Creating a Useful Link List Blog Post

Filed under: Blogging Tips -- Jennifer Slegg @ 04:30pm

Every day at least a couple of blog posts hit my RSS reader that consist of nothing but a bunch of links to various blog posts that were published within the past 24 hours. And chances are pretty good that the duplicates between them are pretty high. But some link lists I find far more useful than others, and I actually look forward to reading them because they not only introduce me to blog posts on blogs I don’t subscribe to, but they also alert me to what’s hot and newsworthy in the industry.

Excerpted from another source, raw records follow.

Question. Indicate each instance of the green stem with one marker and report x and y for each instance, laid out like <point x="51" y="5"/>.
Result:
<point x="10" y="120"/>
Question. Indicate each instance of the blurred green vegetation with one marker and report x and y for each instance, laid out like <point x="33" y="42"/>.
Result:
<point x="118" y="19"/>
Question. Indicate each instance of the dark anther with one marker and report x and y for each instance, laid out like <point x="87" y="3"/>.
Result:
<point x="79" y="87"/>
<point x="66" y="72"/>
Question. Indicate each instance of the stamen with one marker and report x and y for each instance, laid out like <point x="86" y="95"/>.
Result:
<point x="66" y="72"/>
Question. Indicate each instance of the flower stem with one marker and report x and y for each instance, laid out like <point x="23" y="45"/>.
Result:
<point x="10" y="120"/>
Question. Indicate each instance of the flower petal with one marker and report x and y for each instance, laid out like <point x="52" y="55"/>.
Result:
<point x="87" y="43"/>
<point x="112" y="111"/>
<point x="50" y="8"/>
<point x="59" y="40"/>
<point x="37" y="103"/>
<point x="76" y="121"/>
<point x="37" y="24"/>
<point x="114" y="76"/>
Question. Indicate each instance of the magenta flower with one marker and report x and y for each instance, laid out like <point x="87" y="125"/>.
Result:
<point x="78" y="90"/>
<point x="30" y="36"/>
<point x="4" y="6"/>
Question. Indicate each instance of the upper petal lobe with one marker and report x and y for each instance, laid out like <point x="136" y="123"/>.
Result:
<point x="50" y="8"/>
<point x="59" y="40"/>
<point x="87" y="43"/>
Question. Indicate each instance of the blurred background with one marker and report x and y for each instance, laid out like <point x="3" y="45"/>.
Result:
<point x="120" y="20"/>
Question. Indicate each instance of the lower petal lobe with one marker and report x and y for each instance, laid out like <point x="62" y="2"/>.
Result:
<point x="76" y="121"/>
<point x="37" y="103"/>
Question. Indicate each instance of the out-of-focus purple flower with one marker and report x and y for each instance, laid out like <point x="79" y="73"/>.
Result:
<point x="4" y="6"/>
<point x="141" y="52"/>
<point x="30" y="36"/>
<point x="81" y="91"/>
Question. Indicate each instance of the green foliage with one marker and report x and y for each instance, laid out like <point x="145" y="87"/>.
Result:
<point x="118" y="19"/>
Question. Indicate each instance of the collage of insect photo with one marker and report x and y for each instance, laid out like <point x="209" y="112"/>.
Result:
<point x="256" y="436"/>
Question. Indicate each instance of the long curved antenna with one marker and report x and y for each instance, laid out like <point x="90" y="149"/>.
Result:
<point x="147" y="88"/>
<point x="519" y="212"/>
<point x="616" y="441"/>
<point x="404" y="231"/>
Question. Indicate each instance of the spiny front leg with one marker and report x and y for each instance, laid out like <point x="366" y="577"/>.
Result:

However, I most look forward to the useful ones because they present the information differently when compared to most of the other link lists. So if you are tempted to create your own link lists, here’s how to make yours not only more useful, but to also stand out from the crowd of all the other link list posts.

No copycats
Whatever you do, don’t just copy someone else’s link list. To make it useful, you need to create a brand new set of links, not just regurgitate what another blogger already published… and what many of your readers have probably already seen. Because if they are identical, at least some of your readers will recognize it as a copycat.

Categorize them
Don’t just give me a list of blog posts in all shapes and sizes. Split the Google ones into one category, the Blogging ones into another, and the Social Media into a third. Use as many as you need – within reason, of course – so I can easily scan to the sections that interest me most.

Who said what
Don’t just give me a link to the title. Tell me who wrote it too. With Twitter being all the rage, it seems as though everyone has something to say about it. But if I can’t tell who wrote “The Beginner’s Guide to Twitter”, I won’t know if it is one of the ones I have already read, or something new someone else has just published. With the author listed, your link list just became that much more useful to me.

Snippet
Create your own snippet about the article, even including a short bit about why you liked it or why you think others should add it to their must-read list. Don’t just give me the first paragraph of the blog entry, instead give me your unique perspective on it. And as an added bonus, this will help with the duplicate filter content in Google, so your link lists will get indexed and show up in the search results.

Introduce new blogs
Don’t fall into the habit of always linking to the same set of blogs. Make a point of finding new blogs or new perspectives so that you can also introduce your subscribers to those new blogs too. You will likely find that your readers already have many of the blogs you previously included on link lists in the RSS readers already. So try and include new bloggers in your lists whenever you can, even if it means hitting the Google Blog Search to see who else commented on the same topic in the past day or two.

Themed lists
Instead of doing daily link lists, why not go with a daily or weekly theme list of some sort? If it is a search industry blog, you might focus on Twitter related articles one time and the next showcase all blog posts written by women. There are many themes you can find in your market area to chose from. Not only will your readers find it useful, but it also gives a nice concise look at a variety of blog posts that might not have otherwise made a daily link list blog post. Struggling for themes? You can also take reader suggestions for upcoming themed link lists, and if you are lucky, readers will suggest links for the theme too.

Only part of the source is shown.